3. Add internal ADFS server(s) to AD forest
4. Download ADFS 2.0 RTW (HERE). During the install process, the following Windows components will be automatically installed:
   • Windows PowerShell
   • .NET Framework 3.5 SP1
   • Internet Information Services (IIS)
   • Windows Identity Foundation
5. Download Microsoft Online Services Identity Federation Management Tool (32-bit or 64-bit)
6. (Optional) Install and configure SQL Server 2005 or 2008 if your organization has more than 30,000 users who will use Office 365
7. Configure external DNS A record for ADFS Proxy (ex. Sts.domain.com)

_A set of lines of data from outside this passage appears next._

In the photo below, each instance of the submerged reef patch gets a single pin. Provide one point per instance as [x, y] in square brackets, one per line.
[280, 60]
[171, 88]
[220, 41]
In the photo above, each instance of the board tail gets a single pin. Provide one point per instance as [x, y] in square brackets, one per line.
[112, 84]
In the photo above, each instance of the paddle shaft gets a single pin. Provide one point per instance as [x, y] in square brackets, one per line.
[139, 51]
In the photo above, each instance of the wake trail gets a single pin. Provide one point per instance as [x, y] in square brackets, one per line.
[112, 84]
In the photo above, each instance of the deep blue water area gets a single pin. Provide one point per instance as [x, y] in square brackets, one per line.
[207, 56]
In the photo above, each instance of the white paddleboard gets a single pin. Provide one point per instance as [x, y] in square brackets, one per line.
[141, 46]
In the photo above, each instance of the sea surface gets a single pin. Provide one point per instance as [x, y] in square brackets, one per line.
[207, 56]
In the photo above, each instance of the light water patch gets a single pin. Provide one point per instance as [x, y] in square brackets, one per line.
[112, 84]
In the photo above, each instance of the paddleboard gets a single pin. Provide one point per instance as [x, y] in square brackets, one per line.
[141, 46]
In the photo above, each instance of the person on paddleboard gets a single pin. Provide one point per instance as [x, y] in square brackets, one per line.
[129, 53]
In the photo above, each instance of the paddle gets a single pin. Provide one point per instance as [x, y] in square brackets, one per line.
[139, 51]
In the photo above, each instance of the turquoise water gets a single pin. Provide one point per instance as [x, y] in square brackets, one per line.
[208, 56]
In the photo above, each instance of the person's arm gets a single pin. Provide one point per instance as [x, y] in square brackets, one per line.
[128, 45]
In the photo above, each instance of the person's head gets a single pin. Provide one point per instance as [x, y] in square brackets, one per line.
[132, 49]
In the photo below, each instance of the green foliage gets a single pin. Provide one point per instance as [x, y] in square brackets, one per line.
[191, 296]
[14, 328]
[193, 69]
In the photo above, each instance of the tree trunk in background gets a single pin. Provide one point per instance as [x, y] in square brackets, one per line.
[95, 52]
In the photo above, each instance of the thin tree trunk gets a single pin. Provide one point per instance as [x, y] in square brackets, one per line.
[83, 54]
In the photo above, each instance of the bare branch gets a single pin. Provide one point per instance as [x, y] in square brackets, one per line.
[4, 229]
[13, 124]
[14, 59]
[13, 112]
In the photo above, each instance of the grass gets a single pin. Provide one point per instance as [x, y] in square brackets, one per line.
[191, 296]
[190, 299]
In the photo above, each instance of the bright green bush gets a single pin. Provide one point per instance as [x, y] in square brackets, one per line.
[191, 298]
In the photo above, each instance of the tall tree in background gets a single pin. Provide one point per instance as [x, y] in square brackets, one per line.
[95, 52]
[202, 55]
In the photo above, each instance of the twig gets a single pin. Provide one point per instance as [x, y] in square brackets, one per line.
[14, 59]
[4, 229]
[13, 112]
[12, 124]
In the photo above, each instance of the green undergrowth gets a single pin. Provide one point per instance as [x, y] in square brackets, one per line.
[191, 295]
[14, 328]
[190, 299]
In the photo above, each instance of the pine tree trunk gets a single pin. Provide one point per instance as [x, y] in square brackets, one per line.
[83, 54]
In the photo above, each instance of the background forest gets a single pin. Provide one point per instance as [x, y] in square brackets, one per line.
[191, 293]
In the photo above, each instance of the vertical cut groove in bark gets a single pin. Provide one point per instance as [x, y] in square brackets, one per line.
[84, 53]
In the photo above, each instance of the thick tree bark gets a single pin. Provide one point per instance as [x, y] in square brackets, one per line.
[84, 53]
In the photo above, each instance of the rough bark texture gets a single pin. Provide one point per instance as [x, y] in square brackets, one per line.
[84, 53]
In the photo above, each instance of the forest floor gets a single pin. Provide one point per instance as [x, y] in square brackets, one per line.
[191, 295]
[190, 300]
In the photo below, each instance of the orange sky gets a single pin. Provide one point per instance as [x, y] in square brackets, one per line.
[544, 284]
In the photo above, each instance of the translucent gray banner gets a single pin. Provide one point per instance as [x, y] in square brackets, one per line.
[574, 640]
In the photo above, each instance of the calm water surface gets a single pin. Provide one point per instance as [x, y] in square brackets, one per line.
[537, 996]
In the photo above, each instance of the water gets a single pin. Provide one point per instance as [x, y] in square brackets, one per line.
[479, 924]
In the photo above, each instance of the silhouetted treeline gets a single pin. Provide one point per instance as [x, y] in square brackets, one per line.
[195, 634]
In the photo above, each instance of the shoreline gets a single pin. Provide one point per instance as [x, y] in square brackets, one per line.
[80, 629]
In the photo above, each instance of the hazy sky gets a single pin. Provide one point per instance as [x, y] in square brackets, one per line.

Now we are ready to install and configure ADFS 2.0 on internal server:

1. Double-click AdfsSetup.exe (this is the ADFS 2.0 RTW download)
2. Click Next on the Welcome Screen and Accept the License Agreement
3. On the Server Role Option screen, select Federation Server
   • 
4. Finish the rest of the wizard, this will install any necessary prerequisites
5. At the end of the wizard, uncheck box to Start the ADFS 2.0 Management Snap-in
   • 
6. Request and provision public certificate through IIS
   • 
7. Bind certificate to IIS on port 443
   • 
8. Configure ADFS utilizing ADFS 2.0 Management
   • 
9. Select ADFS 2.0 Federation Server Configuration Wizard
   • 
10. Select Create a new Federation Service
11. Select New Federation server farm (this is recommended even if you plan on installing only one server in case in the future you want to add another server)
    • 
12. Select the public certificate and validate the Federation Service name.  This will automatically fill in the name on the certificate Subject Name.  If a wildcard certificate is used, you must enter the name for the Federation Service.
    • 
13. Enter in the service account credentials that were created earlier
    • 
14. Finish Wizard
15. Run Office 365 Desktop Setup from portal
16. Install Identity Federation Management Tool (FederationConfig.msi, use default install parameters)
17. Enable Identity Federation within Office 365 portal for your domain
18. Launch the Identity Federation Management Tool
19. Type $cred=Get-Credential and press Enter
20. Enter you Microsoft Online Services administrator logon and password and click ok
    • 
21. Type Set-MSOLContextcredential –msolAdminCredentials $cred –LogFile c:\logfile.log and press enter
22. Type Add-MSOLFederatedDomain –domainname UPNdomain.com
23. If prompted that the domain already exists as a standard domain, type Convert-MSOLDomainToFederated –domainname UPNdomain.com
24. Type Update-MSOLFederatedDomain –domainname UPNdomain.com
25. Verify Identity Federation Functionality

Install ADFS 2.0 Proxy server

1. Export public certificate from ADFS internal server and copy to proxy server
2. Validate DNS resolution of sts.UPNdomain.com resolves to internal ADFS server from ADFS Proxy Server (a HOST file can be used for this if needed)
3. Validate DNS resolution of sts.UPNdomain.com resolves to external A record from an internet PC
4. Double-click AdfsSetup.exe (this is the ADFS 2.0 RTW download)
5. Click Next on the Welcome Screen and Accept the License Agreement
6. On the Server Role Option screen, select Federation Server Proxy
   • 
7. Finish the rest of the wizard, this will install any necessary prerequisites
8. At the end of the wizard, uncheck box to Start the ADFS 2.0 Management Snap-in
   • 
9. Import certificate in IIS and bind certificate to Default Web Site
10. Configure ADFS proxy by selecting ADFS 2.0 Federation Server Proxy Configuration Wizard
    • Enter the federation namespace (ex. Sts.UPNdomain.com)
    • Test connection
    • 
    • Service account credentials
11. Finish Wizard
12. Log into portal with UPN credentials.  Note that once the UPN login is entered, the password field is grayed out and a link activates to log into the ADFS server
    • 

 

Hopefully this will help you navigate the ADFS waters in regards to Office 365 Beta.